SML Style Guide
As with any large programming exercise, common sense dictates that
programs should be written to faciliate ease of comprehension on the
part of the reader. This means that variables names should be
descriptive, indentation should reflect program structure, and code
should be generously documented. There are a number of syntactic
conventions used in writing SML code; those unfamiliar with these
conventions should use the Ullman book or Harper's notes for
clarification.
Listed below are some stylistic rules and suggestions for SML that might help
you in writing and maintaining code developed for the project.
General Style
80 Column Limit. No line of code may have more than
80 columns.
No Tab Characters. Do not use the tab character
(0x09). Instead, use spaces to control indenting.
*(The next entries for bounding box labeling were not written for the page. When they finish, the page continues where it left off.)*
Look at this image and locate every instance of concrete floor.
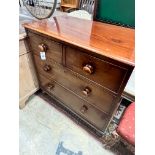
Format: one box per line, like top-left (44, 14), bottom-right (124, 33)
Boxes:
top-left (19, 95), bottom-right (113, 155)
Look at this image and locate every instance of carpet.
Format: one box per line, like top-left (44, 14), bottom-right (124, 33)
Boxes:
top-left (19, 95), bottom-right (114, 155)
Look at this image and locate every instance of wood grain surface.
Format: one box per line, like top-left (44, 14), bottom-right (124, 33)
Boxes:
top-left (23, 16), bottom-right (135, 66)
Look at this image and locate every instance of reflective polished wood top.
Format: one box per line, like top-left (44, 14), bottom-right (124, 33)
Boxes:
top-left (23, 16), bottom-right (135, 66)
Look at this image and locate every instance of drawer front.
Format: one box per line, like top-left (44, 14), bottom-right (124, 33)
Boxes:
top-left (34, 55), bottom-right (116, 114)
top-left (66, 47), bottom-right (127, 93)
top-left (28, 32), bottom-right (62, 63)
top-left (39, 75), bottom-right (109, 130)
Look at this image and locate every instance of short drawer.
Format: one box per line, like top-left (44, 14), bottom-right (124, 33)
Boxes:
top-left (66, 47), bottom-right (127, 93)
top-left (28, 32), bottom-right (62, 63)
top-left (39, 75), bottom-right (109, 130)
top-left (34, 55), bottom-right (116, 114)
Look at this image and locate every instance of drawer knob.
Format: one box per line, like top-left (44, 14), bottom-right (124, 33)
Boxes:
top-left (83, 64), bottom-right (94, 74)
top-left (47, 83), bottom-right (54, 91)
top-left (43, 65), bottom-right (51, 72)
top-left (38, 44), bottom-right (47, 52)
top-left (82, 87), bottom-right (91, 96)
top-left (80, 105), bottom-right (88, 114)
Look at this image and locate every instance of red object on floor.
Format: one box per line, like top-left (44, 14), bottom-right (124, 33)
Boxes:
top-left (117, 102), bottom-right (135, 145)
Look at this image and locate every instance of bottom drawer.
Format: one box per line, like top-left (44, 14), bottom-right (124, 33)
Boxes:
top-left (39, 75), bottom-right (109, 131)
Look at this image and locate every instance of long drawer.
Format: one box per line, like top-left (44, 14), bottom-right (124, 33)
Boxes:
top-left (65, 46), bottom-right (127, 93)
top-left (39, 75), bottom-right (109, 130)
top-left (34, 55), bottom-right (116, 114)
top-left (28, 32), bottom-right (62, 63)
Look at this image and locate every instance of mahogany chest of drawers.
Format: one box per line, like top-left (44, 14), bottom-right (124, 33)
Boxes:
top-left (24, 16), bottom-right (134, 136)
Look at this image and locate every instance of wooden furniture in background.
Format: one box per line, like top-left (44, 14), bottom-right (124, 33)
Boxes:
top-left (24, 16), bottom-right (134, 135)
top-left (19, 37), bottom-right (39, 108)
top-left (60, 0), bottom-right (79, 11)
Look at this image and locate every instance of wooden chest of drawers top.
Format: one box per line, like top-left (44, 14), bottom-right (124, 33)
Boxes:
top-left (24, 16), bottom-right (135, 66)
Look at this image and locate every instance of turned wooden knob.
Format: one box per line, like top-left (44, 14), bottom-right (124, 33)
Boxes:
top-left (82, 87), bottom-right (91, 96)
top-left (47, 83), bottom-right (54, 91)
top-left (83, 64), bottom-right (93, 74)
top-left (38, 44), bottom-right (47, 52)
top-left (80, 105), bottom-right (88, 113)
top-left (43, 65), bottom-right (51, 72)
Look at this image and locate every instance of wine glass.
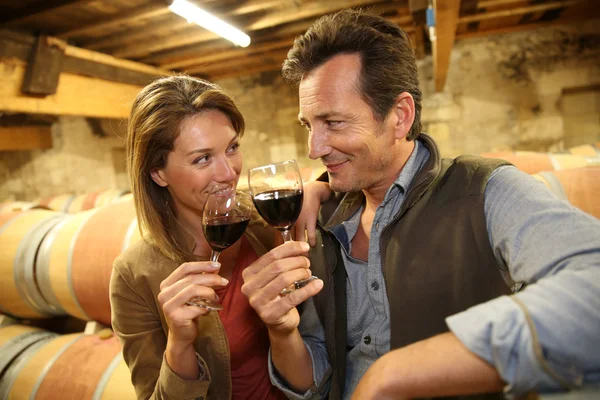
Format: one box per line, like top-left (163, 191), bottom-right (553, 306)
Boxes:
top-left (186, 187), bottom-right (252, 310)
top-left (248, 160), bottom-right (317, 295)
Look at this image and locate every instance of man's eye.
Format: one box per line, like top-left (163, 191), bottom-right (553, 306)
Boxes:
top-left (229, 142), bottom-right (240, 153)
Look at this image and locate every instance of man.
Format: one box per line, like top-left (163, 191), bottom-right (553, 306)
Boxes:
top-left (242, 11), bottom-right (600, 400)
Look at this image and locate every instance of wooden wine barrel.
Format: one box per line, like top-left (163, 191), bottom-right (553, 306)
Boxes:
top-left (533, 166), bottom-right (600, 218)
top-left (0, 210), bottom-right (65, 318)
top-left (0, 334), bottom-right (136, 400)
top-left (0, 201), bottom-right (40, 213)
top-left (68, 189), bottom-right (129, 214)
top-left (37, 202), bottom-right (140, 325)
top-left (94, 189), bottom-right (129, 207)
top-left (481, 151), bottom-right (594, 174)
top-left (0, 324), bottom-right (58, 378)
top-left (37, 193), bottom-right (75, 213)
top-left (567, 142), bottom-right (600, 158)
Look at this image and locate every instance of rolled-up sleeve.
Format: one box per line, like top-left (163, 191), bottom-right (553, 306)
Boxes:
top-left (110, 259), bottom-right (210, 400)
top-left (446, 167), bottom-right (600, 395)
top-left (269, 299), bottom-right (331, 400)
This is because the width of a
tab is not uniform across all computers, and what looks good on your machine
may look terrible on mine, especially if you have mixed spaces and tabs.
Comments
Comments Go Above the Code They Reference, as in the
following example:
val sum = foldl (op +) 0
Avoid Useless Comments. Avoid comments that merely repeat
the code they reference or state the obvious. Comments should state the invariants, the non-obvious, or
any references that have more information about the code.
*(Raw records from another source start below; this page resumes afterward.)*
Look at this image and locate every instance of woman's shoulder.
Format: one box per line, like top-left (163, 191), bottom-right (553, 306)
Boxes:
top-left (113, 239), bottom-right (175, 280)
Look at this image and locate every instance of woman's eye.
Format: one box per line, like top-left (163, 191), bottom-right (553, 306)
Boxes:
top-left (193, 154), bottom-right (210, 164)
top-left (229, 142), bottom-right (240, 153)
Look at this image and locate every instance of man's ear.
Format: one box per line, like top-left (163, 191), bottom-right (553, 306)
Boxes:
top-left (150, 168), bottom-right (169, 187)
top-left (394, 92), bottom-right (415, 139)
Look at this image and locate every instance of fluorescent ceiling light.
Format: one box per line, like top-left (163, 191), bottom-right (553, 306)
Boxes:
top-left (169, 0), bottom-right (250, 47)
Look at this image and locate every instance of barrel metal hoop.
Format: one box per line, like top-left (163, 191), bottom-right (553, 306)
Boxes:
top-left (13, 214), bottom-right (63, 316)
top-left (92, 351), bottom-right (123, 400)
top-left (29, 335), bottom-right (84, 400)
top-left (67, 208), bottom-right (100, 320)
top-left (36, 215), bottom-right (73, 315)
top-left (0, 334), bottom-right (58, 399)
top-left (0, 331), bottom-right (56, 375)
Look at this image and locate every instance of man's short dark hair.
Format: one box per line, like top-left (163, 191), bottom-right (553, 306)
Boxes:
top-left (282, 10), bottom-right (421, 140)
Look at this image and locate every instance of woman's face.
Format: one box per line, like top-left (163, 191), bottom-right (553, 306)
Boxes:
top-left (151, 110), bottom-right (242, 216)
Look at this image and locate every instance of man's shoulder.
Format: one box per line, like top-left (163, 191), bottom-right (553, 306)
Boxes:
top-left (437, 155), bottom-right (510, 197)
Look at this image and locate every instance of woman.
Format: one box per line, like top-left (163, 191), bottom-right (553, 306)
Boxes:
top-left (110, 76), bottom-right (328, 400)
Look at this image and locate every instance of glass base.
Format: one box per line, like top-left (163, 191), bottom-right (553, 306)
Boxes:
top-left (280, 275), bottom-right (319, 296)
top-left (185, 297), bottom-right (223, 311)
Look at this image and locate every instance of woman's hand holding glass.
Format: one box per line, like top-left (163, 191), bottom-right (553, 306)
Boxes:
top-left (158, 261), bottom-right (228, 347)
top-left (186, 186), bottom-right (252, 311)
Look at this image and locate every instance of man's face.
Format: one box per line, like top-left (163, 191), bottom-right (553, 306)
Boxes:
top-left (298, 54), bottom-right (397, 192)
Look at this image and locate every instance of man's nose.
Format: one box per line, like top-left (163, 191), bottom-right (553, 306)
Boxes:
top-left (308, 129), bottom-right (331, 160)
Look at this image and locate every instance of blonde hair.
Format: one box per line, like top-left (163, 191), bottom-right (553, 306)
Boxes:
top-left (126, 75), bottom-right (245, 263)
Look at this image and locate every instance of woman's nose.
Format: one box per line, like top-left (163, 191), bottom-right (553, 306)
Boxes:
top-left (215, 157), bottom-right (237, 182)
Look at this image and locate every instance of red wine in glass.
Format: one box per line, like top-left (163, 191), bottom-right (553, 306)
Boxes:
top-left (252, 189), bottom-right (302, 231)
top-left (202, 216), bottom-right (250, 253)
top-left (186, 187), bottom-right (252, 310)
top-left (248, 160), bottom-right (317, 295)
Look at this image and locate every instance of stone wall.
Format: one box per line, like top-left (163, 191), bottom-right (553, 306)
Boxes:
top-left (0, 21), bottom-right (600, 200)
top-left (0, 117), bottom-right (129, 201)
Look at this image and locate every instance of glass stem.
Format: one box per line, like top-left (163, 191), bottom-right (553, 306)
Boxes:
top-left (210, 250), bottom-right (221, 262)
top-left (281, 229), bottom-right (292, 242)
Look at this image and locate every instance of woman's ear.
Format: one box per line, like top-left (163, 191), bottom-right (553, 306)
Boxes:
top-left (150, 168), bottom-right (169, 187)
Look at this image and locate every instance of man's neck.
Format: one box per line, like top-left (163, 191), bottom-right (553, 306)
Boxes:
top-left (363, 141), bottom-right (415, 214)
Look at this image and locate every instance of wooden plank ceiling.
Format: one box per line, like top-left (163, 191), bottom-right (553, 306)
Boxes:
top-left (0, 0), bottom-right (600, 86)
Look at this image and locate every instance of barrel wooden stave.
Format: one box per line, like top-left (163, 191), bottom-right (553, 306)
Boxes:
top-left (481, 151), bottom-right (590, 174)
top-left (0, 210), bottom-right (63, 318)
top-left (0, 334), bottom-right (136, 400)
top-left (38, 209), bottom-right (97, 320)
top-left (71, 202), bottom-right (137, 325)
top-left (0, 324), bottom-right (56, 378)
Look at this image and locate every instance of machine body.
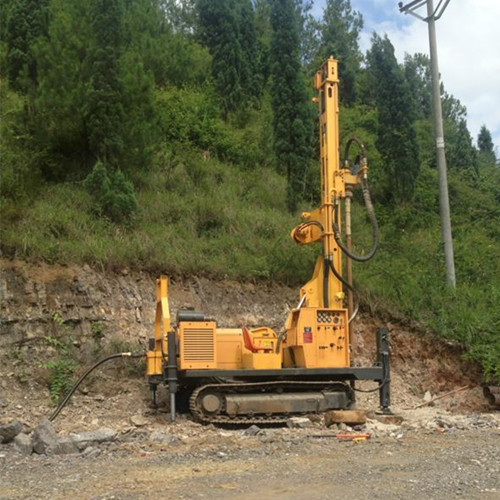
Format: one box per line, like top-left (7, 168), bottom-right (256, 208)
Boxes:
top-left (147, 58), bottom-right (390, 424)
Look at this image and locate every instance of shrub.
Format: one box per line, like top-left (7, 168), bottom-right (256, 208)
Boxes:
top-left (85, 161), bottom-right (137, 222)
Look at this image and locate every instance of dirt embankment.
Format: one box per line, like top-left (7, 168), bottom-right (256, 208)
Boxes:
top-left (0, 260), bottom-right (500, 500)
top-left (0, 260), bottom-right (492, 430)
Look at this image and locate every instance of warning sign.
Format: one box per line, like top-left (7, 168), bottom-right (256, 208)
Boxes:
top-left (304, 326), bottom-right (312, 344)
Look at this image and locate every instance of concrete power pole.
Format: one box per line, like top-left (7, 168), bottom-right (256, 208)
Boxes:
top-left (399, 0), bottom-right (456, 288)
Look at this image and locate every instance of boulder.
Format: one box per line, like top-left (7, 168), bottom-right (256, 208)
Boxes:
top-left (286, 417), bottom-right (312, 429)
top-left (14, 432), bottom-right (33, 455)
top-left (0, 420), bottom-right (23, 443)
top-left (33, 418), bottom-right (57, 455)
top-left (54, 436), bottom-right (80, 455)
top-left (243, 424), bottom-right (260, 436)
top-left (149, 430), bottom-right (181, 444)
top-left (71, 427), bottom-right (117, 451)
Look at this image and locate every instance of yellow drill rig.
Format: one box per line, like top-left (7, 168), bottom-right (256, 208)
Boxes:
top-left (147, 57), bottom-right (390, 424)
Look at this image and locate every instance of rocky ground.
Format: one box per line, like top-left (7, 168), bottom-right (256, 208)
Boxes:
top-left (0, 407), bottom-right (500, 499)
top-left (0, 261), bottom-right (500, 500)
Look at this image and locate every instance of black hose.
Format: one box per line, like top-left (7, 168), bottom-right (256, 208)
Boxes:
top-left (327, 259), bottom-right (359, 323)
top-left (352, 377), bottom-right (391, 394)
top-left (333, 180), bottom-right (379, 262)
top-left (49, 352), bottom-right (144, 422)
top-left (326, 259), bottom-right (356, 293)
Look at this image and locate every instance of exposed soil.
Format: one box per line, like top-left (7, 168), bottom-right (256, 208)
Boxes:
top-left (0, 260), bottom-right (500, 499)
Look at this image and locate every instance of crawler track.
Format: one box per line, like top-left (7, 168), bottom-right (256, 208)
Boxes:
top-left (189, 381), bottom-right (354, 425)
Avoid Over-commenting. Very many or very long comments
in the code body are more distracting than helpful. Long comments
should appear at the top of a file
to explain the overall design of the code or refer to any
sources that have more information about the algorithms or data
structures. All other comments in the file should be as short as
possible. A good place for a comment is just before a function declaration.
Judicious choice of variable names can help minimize the need for comments.
Line Breaks. Empty lines should only be included
between value declarations within a struct block, especially
between function declarations. It is not necessary to put empty
lines between other declarations unless you are separating the different
types of declarations (such as structures, types, exceptions and
values). Unless function declarations within a let block
are long, there should be no empty lines within a let block. There
should never be an empty line within an expression.
Multi-line Commenting. When comments are
printed on paper, the reader lacks the advantage of color highlighting
performed by an editor such as Emacs. Multiline comments can be
distinguished from code by preceding each line of the comment with a * similar to the following:
fun complicatedFunction () = ...
Naming and Declarations
Naming Conventions. The best way to tell at a glance something about the type of a variable
is to use the standard SML naming conventions.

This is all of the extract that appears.